The API layer invokes the compiled graph:
app = create_agent_graph()

result = app.invoke(
    {
        "messages": [("user", request["message"])],
        "session_id": request["session_id"],
        "user_id": request["user_id"],
        "langfuse_enabled": True,
        "generate_title": True
    },
    config={
        "configurable": {"thread_id": request["session_id"]}
    }
)
The graph automatically loads any previous conversation history from the PostgreSQL checkpoint using the thread_id.

Phase 2: Support Bot Processing

Node: support_bot (call_model function)

Step 1: Extract User Query

user_messages = [m for m in state["messages"] if m.type == 'human']
latest_query = user_messages[-1].content
# Result: "How do I fix HTTP 403 errors in PayU?"

Step 2: Search Golden Examples

The agent searches for similar past conversations:
golden_examples = search_golden_examples_sync(
    query=latest_query,
    top_k=2,
    score_threshold=0.6
)
Purpose: Golden examples provide verified response patterns that improve answer quality. Example Golden Example:
Query: "How to resolve PayU payment failures?"
Response: "Based on incident INC-2025-01-15-003, PayU payment failures..."

Step 3: Enhance System Prompt

If golden examples are found, inject them into the system message:
enhanced_content = build_prompt_with_golden_examples(
    base_prompt=SYSTEM_MESSAGE_PROMPT.content,
    golden_examples=golden_examples
)
enhanced_system_prompt = SystemMessage(enhanced_content)
Enhanced Prompt Structure:
[Base System Prompt]

## Verified Knowledge
Direct Answer Available: Yes

[Golden Example 1]
Query: ...
Response: ...

[Golden Example 2]
...

Step 4: Bind Tools to LLM

model_with_tools = llm.bind_tools(available_tools)
# Tools: lookup_incident_by_id, search_similar_incidents, 
#        get_incidents_by_application, get_recent_incidents

Step 5: Invoke LLM

messages = [enhanced_system_prompt] + list(state["messages"])

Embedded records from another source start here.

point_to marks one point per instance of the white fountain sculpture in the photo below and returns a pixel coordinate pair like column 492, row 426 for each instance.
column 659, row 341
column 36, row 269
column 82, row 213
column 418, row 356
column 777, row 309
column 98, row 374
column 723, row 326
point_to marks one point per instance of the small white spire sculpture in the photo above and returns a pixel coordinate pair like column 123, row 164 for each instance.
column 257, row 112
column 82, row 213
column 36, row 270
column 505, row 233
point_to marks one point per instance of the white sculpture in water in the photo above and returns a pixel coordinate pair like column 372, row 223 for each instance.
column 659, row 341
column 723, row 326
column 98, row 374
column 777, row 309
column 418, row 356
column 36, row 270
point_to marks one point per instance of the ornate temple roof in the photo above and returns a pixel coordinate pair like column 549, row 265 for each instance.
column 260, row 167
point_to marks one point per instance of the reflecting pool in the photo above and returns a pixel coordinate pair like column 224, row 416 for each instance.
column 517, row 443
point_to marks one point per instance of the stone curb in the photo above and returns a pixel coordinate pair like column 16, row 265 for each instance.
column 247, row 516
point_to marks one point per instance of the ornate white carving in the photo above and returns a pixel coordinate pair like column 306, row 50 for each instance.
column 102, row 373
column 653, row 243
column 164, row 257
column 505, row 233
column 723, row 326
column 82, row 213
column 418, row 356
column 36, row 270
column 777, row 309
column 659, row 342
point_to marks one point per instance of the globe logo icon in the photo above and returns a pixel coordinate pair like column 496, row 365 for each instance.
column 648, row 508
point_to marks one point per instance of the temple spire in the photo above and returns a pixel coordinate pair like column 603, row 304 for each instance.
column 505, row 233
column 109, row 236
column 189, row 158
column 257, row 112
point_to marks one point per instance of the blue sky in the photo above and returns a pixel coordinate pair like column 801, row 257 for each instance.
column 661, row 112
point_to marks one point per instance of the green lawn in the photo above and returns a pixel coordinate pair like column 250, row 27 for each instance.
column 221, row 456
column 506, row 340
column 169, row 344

response = model_with_tools.invoke(
    messages,
    config={"callbacks": callbacks, "run_name": "Support Bot LLM"}
)
LLM Reasoning (internal):
  1. User is asking about HTTP 403 errors in PayU
  2. This is a problem description without specific incident ID
  3. Need to rewrite query: “HTTP 403 forbidden PayU”
  4. Select tool: search_similar_incidents
  5. Generate tool call
Response (src/copilot/graph.py:260):
AIMessage(
    content="",
    tool_calls=[
        {
            "name": "search_similar_incidents",
            "args": {"query": "HTTP 403 forbidden PayU", "limit": 5},
            "id": "call_abc123"
        }
    ]
)

Phase 3: Conditional Routing

Function: wants_qdrant_tool (src/copilot/graph.py:286)
last_message = state["messages"][-1]

if last_message.tool_calls:
    writer({"status": "Analyzing your request... please hold on."})
    return "continue"  # → incident_tools node
Decision: LLM requested a tool call → Route to incident_tools

Phase 4: Tool Execution

Node: incident_tools (tool_wrapper function)

Step 1: Extract Tool Call

The ToolNode extracts the tool call from the message:
tool_name = "search_similar_incidents"
tool_args = {"query": "HTTP 403 forbidden PayU", "limit": 5}

Step 2: Execute Tool Function

Function: search_similar_incidents (src/copilot/tools/incident_tools.py:141)
@tool
def search_similar_incidents(query: str, limit: int = 5) -> str:
    writer = get_safe_stream_writer()
    writer({"status": "Searching for Similar Incidents..."})
    
    retriever = _get_retriever()
    
    # Try SelfQueryRetriever first
    docs = retriever.invoke(input=query)
    
    # Fallback to vector search if needed
    if not docs:
        docs = vector_store.similarity_search(query=query, k=limit * 2)
    
    return format_incidents_response(docs)
The tool queries the Qdrant vector database:
# Semantic similarity search
results = vector_store.similarity_search(
    query="HTTP 403 forbidden PayU",
    k=10
)
Qdrant Process:
  1. Embed query using embedding model
  2. Search for similar vectors in past_issues_v2 collection
  3. Return top-k results with metadata

Step 4: Format Results

def format_incidents_response(docs: List[Document]) -> str:
    # Deduplicate by incident_id
    # Format as structured text with metadata
    # Include: ID, title, description, root cause, resolution, etc.
Example Output:
## Incident INC-2025-01-20-005
**Title**: PayU HTTP 403 Authorization Failure
**Impacted Application**: PayU Core
**Root Cause**: API key rotation caused authentication failures
**Action Taken**: Updated API keys in all environments
**Status**: Resolved

## Incident INC-2025-01-18-012
...

Step 5: Return Tool Message

The tool node returns a ToolMessage:
ToolMessage(
    content="[Formatted incident results]",
    tool_call_id="call_abc123"
)
Graph Action: Direct edge routes back to support_bot (src/copilot/graph.py:449)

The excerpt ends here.